Copyability Every piece shall provide the method clone, which returns a deep copy of the piece. Note, this
means a deep copy of the two-dimensional array that represents the piece, has to be made. Therefore, every
value has to be copied, not just the reference to the array

This somewhat confuses me since I tought we could just use the method .getBody() to get a new array a use something like:
“PieceImp newpiece= new PieceImp;
newpiece.body = old.getBody();
(–rest of implementation–)”
(Given that we store the body of a given piece in a field called body of course).

Do I just not understand the instruction or why is my code example insufficent?

The line:

newpiece.body = old.getBody();

could mean that both the new piece and the old piece have a reference to the same body. That is not the desired effect. If something changes about the body of the old piece this will then also apply to the new piece, hence they are not distinct pieces at all. (This is of course assuming that getBody actually returns the same reference to the body that is also used in the implementation of piece which is the way getters usually work)

The deep copies are also needed for security reasons. If you take a look at AutoPlayer.java and MyTetrisFactory.java you will find that an AI only gets a TetrisGameView as its input and this game view provides methods for obtaining access to the current state of the board.
These methods do not simply return:

game.getBoard()

but rather:

game.getBoard().clone()

In the first variant the AI could call any of the public board methods on the board and change it to gain an advantage. For example it could call the getBoard method on the board it receives, hence giving it access to the underlying array of the board. Once you have that you could for example fill out holes caused by poor play or remodel the board so that every piece clears at least two rows.

In the second variant you get a board with the same number of rows and columns and the same entries as the old one but you do not get a reference to the old board or a reference to the board (double) array of the old board. (You could of course model the board differently, but as long as you use at least a single member field with a public setter method you will be allowing the recipient to write and not just read the board)

so TL;DR getBody() does not actually return an array of arrays of booleans but something like a pointer to such an array? such that thepseudocode:

a=p.getBody()
b=p.getBody()
assertTrue(a==b)

would be correct?( Keeping in mind that == returns true here if they are the exact same object)

does this only hold for certain types? or much rather do the basetypes (like int) have the same issue?
From my understandy something like
newpiece.width = old.getWidth();

would work since the field and the returntype of getWidth() are both int.

Hi there!

Unlike C, Java doesn’t have pointers, but other than that, you are pretty much correct. In Java we always have pass-by-value, so one would think that you always get copy of whatever you’re passing. However, when you’re dealing with objects, you’re not really handing over the whole object, but the reference, which gets passed-by-value.

so TL;DR getBody() does not actually return an array of arrays of booleans but something like a pointer to such an array? such that thepseudocode:
a=p.getBody()
b=p.getBody()
assertTrue(a==b)
would be correct?( Keeping in mind that == returns true here if they are the exact same object)

Try this out in your IDE:

int[] a = {0, 1};
int[] b = a;
b[0] = 2;
System.out.println(a[0]);

If the result confuses you you need to reread how Java handles references.
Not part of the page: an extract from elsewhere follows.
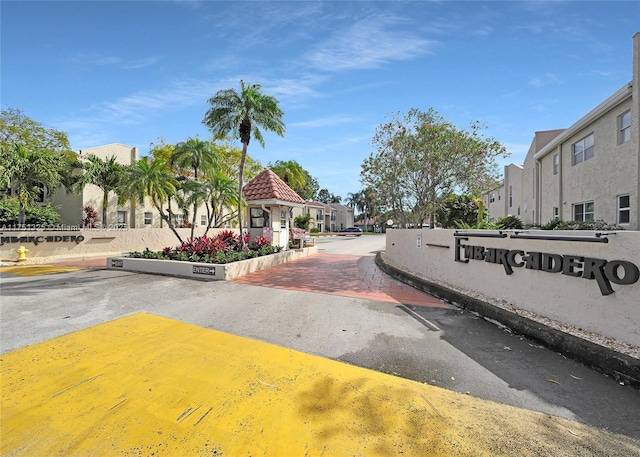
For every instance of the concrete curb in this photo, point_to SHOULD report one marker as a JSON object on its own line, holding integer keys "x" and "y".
{"x": 619, "y": 366}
does this only hold for certain types? or much rather do the basetypes (like int) have the same issue?
From my understandy something like
newpiece.width = old.getWidth();
would work since the field and the returntype of getWidth() are both int.
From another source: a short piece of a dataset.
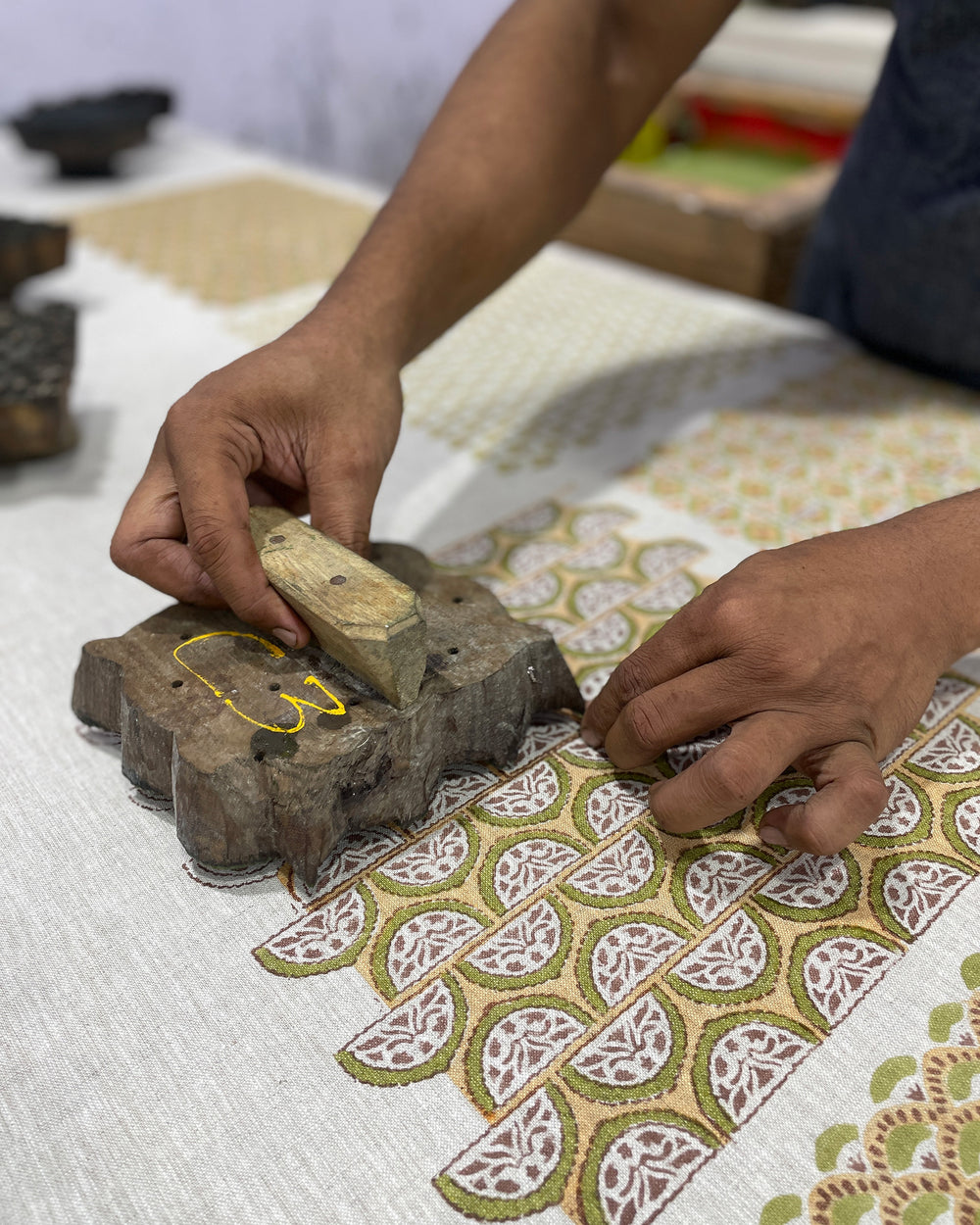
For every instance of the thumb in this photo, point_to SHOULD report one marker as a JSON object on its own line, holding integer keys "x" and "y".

This code would be perfectly fine.

I got confused reading this, so I googled a bit to verify that my understanding (but not my terminology) was correct. Here is an excellent explanation of why the language surrounding pass by value/reference is so confusing.

TL;DR: In Java, everything except for the primitive types “works like a pointer”. If you pass around an array, you are not actually copying the array all the time (this would be horribly inefficient), but pass around a reference (read: pointer). This means that other people can modify your array if you just return it without copying.